Why this automation exists
Scheduling meetings usually looks simple, but in reality it takes time.
You check calendars, find a free slot, send invites, add agendas, and then remember to follow up. When this happens multiple times a day, it adds up.
The goal of this automation is simple:
handle meeting-related tasks using a single WhatsApp voice message. Instead of opening Gmail or Google Calendar, the user sends a voice note like:
“Book a product meeting with Jumar.”
From there, the workflow takes care of the rest
What this automation does (in practice)
When a voice message is sent on WhatsApp, the scenario can:
- Convert the voice message into text
- Understand what the user wants (meeting or email)
- Create a Google Calendar event when needed
- Send confirmation back on WhatsApp (text + voice note)
- Send emails when the request is email-related
All actions are triggered only by the voice instruction.
Tools involved
- WhatsApp Cloud API (via Meta Developer account)
- OpenAI (for transcription and instruction parsing)
- Google Calendar
- Email service
- ElevenLabs (text-to-speech)
Scenario overview
The scenario starts by watching incoming WhatsApp messages.
This includes both text and audio messages, but this setup focuses on audio input.
1. Watching WhatsApp responses
The first module listens for new WhatsApp responses.
This requires a verified Meta Developer account and an approved WhatsApp app.
Once connected, every incoming message is captured by the scenario.
2. Downloading the audio message
If the incoming message is an audio note, it is downloaded using the WhatsApp media download step.

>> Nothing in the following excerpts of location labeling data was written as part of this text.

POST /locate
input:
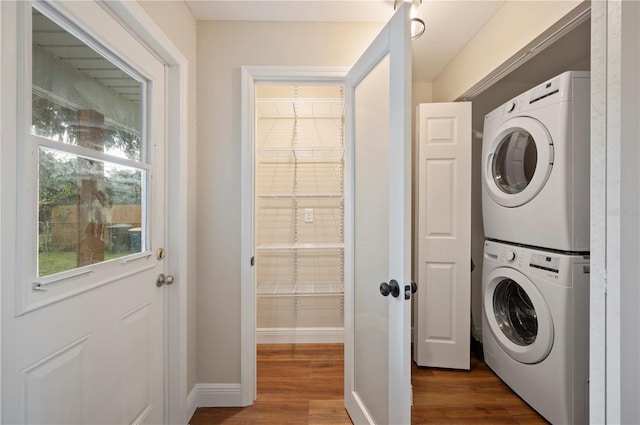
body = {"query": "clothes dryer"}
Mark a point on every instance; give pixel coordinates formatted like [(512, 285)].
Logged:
[(535, 327), (535, 166)]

This audio file becomes the input for the next stage.
3. Converting voice to text (transcription)
The audio file is sent to OpenAI for transcription.
At this point, we now have:
-
The original voice message
-
The text version of what the user said
This transcript is used in all following steps.

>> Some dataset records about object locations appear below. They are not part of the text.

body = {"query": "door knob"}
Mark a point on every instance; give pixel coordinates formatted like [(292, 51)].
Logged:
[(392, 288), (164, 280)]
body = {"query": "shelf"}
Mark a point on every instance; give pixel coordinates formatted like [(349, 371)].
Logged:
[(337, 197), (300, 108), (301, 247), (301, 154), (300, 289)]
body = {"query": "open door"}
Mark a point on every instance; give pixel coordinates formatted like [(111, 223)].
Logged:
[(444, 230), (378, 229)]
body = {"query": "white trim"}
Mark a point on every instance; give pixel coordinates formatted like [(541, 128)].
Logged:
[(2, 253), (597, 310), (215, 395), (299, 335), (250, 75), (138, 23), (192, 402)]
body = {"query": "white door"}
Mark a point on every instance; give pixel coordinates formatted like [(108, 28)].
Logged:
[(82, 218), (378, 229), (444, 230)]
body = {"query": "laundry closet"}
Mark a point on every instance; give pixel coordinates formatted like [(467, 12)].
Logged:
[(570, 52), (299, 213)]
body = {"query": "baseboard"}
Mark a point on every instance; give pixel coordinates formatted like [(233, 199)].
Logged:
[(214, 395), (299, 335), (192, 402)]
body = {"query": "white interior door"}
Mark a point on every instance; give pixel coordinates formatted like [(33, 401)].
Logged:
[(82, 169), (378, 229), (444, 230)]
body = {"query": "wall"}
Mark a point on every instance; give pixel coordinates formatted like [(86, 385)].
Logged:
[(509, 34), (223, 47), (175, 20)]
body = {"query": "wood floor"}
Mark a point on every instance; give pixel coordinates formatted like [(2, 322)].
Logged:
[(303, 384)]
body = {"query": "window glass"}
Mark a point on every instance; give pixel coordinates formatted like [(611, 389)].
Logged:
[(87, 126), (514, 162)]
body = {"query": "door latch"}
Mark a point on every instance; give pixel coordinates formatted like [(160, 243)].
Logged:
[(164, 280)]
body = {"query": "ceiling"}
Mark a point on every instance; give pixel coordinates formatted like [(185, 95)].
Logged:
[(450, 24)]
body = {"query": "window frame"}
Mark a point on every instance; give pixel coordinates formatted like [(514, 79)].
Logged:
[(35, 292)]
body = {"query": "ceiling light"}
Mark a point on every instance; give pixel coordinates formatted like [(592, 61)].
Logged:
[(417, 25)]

4. Understanding the user’s intent
A second OpenAI step is used to interpret the instruction, not just read the text.
For example:
-
“Book a meeting” → calendar action
-
“Send an email” → email action
Based on this interpretation, the scenario assigns a result type:
-
Type 0 → Meeting-related request
-
Type 1 → Email-related request
This decides which route the scenario will follow.

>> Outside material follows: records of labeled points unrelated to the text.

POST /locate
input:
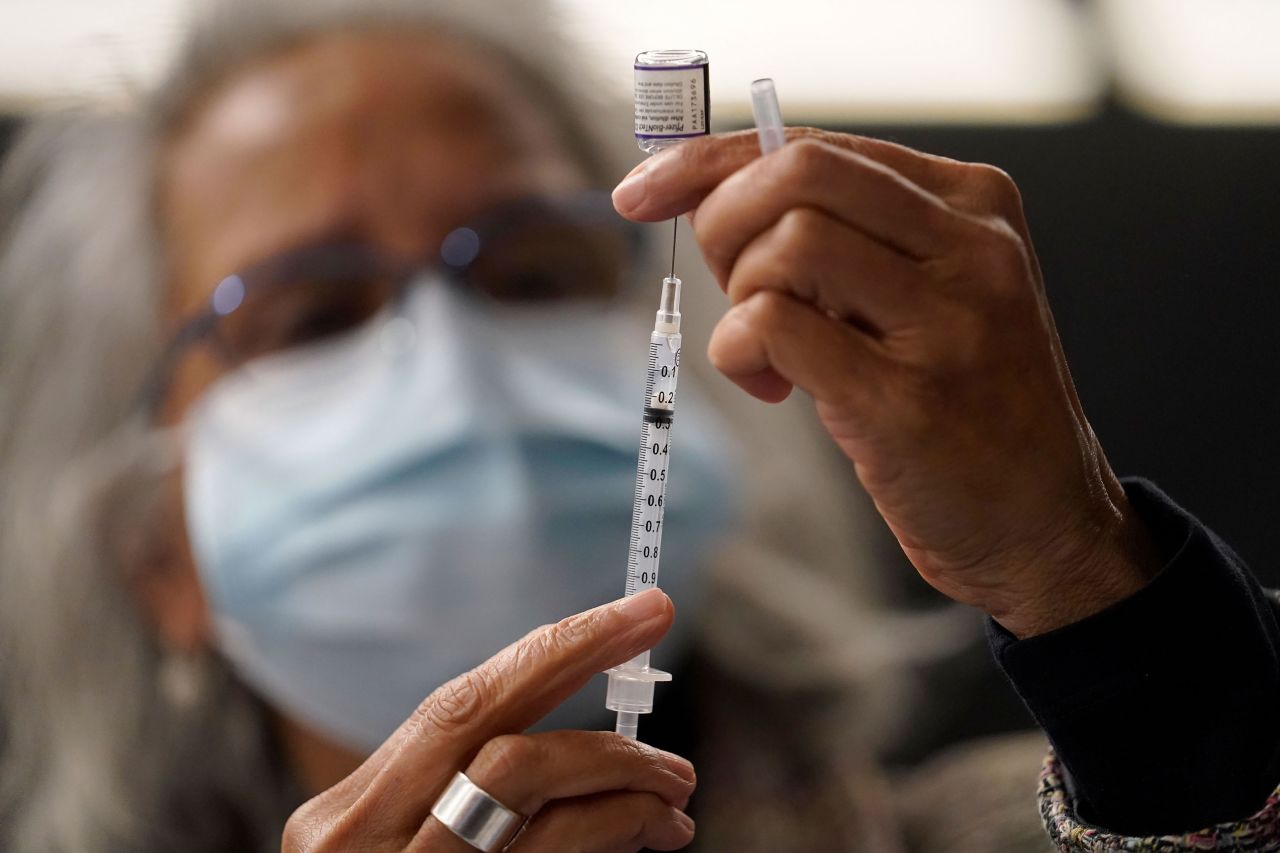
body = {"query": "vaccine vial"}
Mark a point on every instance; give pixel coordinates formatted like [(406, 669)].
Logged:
[(672, 97)]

Route 1: Meeting scheduling flow (Result Type 0)
When the instruction is about scheduling a meeting, the scenario:
- Calculates:
-
Start time
-
End time
-
Duration
- Creates a Google Calendar event
Adds meeting details and agenda
WhatsApp confirmation (text)
A WhatsApp text message is sent with:
-
Meeting date and time
-
Calendar confirmation
-
Any additional details
WhatsApp confirmation (voice note)
To keep the interaction natural, a voice response is also sent.
Steps involved:
- OpenAI generates the confirmation text
- ElevenLabs converts text to speech
- Audio is converted to Opus format (required for WhatsApp voice notes)
- Media is uploaded and sent via WhatsApp API
An HTTP module is used here instead of the default WhatsApp module, because WhatsApp requires voice=true to deliver messages as real voice notes.
Route 2: Email-related flow (Result Type 1)
If the voice instruction is about sending an email:
- OpenAI generates:
- Email subject
- Email body (HTML)
-
The email is sent to the recipient
-
A voice note confirmation is also generated and delivered
This keeps the experience consistent—every voice request gets a voice response.
Why HTTP is used for voice notes
The official WhatsApp module allows sending audio files, but not voice notes.
To send proper voice notes:
- The WhatsApp API requires voice=true
- This is only possible through an HTTP request following official API documentation
Final outcome
With this setup:
- The user never opens Calendar or Gmail
- Everything starts from WhatsApp
- Voice instructions are enough to trigger real actions
- The system responds the way a human assistant would
This automation is not about replacing people.
It’s about removing repetitive steps that slow down daily work.
Once set up, it quietly runs in the background and handles routine requests triggered by simple voice messages.